Por falar em EUA, outra mentira: no FBI não tem carreira única. Existem as carreiras de special agent (análogos aos delegados) e professional staff (análogos aos agentes, escrivães). E não há ascensão de uma para outra, até porque somente special agents são de nível superior. Então tentar me iludir com uma PEC apelidada de FBI, achando que não sou capaz de entrar no site do FBI e ver como funciona, é me chamar de burro.
Além disso, já vi agentes do FBI elogiarem nosso modelo pelo fato de podermos realizar uma investigação por completo, usando de todos recursos investigativos, sem precisar implorar aos promotores.
Quero sim um SALÁRIO DIGNO para exercer o cargo para o qual fiz concurso e ATRIBUIÇÕES MODERNAS. Nunca fui enganado, desde que me inscrevi no concurso sabia exatamente onde estava pisando.
Agora, achar que a polícia vai melhorar destituída de atribuições; achar que o MPF está cheio de boas intenções em apoiar essa causa, é ignorância.
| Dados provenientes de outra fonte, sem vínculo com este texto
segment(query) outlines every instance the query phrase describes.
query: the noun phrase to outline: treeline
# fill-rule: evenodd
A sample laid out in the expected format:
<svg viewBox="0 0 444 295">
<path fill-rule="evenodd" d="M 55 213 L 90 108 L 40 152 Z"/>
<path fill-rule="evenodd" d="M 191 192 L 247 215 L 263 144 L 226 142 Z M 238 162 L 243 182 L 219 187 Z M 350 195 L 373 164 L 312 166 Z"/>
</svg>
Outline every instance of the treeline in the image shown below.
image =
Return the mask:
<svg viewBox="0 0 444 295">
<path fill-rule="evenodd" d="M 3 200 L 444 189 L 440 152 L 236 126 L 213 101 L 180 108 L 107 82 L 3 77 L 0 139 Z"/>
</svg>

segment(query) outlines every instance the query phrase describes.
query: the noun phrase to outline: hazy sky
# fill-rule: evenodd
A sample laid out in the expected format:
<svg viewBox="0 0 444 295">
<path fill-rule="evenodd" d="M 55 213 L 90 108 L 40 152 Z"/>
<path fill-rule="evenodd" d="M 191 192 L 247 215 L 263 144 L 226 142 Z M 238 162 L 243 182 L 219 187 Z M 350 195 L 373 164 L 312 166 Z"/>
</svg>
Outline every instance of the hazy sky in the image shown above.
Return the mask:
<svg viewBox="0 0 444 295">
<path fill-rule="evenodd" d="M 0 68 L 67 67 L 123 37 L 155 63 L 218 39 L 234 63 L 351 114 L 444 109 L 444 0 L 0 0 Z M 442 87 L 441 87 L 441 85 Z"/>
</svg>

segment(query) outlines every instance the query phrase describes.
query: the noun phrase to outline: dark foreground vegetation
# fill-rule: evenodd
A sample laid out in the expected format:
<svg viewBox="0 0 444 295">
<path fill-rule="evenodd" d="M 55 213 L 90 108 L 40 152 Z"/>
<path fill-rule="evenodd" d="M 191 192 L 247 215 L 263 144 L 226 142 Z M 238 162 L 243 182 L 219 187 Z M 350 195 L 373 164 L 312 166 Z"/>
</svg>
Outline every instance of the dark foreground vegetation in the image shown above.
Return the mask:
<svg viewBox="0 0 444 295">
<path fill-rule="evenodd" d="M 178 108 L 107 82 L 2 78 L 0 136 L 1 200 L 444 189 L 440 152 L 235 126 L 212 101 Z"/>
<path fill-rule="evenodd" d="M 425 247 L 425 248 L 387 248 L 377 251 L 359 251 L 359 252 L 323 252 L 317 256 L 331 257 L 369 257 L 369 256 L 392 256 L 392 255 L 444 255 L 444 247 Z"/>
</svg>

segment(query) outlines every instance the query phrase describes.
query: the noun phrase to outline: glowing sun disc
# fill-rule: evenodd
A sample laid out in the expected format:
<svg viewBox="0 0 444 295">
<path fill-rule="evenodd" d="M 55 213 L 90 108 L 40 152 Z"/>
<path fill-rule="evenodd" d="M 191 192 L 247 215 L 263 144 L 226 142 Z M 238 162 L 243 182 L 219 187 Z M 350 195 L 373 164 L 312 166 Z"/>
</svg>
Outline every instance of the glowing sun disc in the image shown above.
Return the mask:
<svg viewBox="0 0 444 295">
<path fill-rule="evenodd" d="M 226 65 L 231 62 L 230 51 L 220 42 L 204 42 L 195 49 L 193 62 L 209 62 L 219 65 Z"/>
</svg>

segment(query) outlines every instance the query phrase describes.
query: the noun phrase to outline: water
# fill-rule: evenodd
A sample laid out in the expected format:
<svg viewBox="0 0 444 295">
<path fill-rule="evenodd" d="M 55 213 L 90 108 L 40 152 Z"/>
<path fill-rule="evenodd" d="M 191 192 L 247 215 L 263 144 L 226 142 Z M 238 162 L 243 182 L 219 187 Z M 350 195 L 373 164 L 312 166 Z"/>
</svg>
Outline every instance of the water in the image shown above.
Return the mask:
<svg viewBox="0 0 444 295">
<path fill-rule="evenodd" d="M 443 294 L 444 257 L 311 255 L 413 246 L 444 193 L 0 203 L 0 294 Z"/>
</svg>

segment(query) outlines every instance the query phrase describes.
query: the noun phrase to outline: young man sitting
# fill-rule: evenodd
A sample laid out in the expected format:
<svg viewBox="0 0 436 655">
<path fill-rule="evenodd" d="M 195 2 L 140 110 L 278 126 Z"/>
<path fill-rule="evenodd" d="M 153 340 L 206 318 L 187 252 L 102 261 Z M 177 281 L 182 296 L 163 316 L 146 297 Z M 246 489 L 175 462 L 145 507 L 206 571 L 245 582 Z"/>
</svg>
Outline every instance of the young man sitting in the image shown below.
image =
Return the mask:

O MPF deve rir da nossa cara quando nos vê pedindo socorro a eles e comemorando aquela nota técnica favorável à carreira única.
Tenho contato muito próximo com servidores do MPF e digo: acha que delegado se endeusa? Você não faz ideia do que é um membro do MPF. Numa eventual carreira única, vai o agente chegar lá, com seu expediente investigativo, precisando de uma interceptação telefônica tentando falar com o procurador. Quando muito será atendido pelo técnico do MPF e terá que ficar implorando para conseguir um pedido de interceptação.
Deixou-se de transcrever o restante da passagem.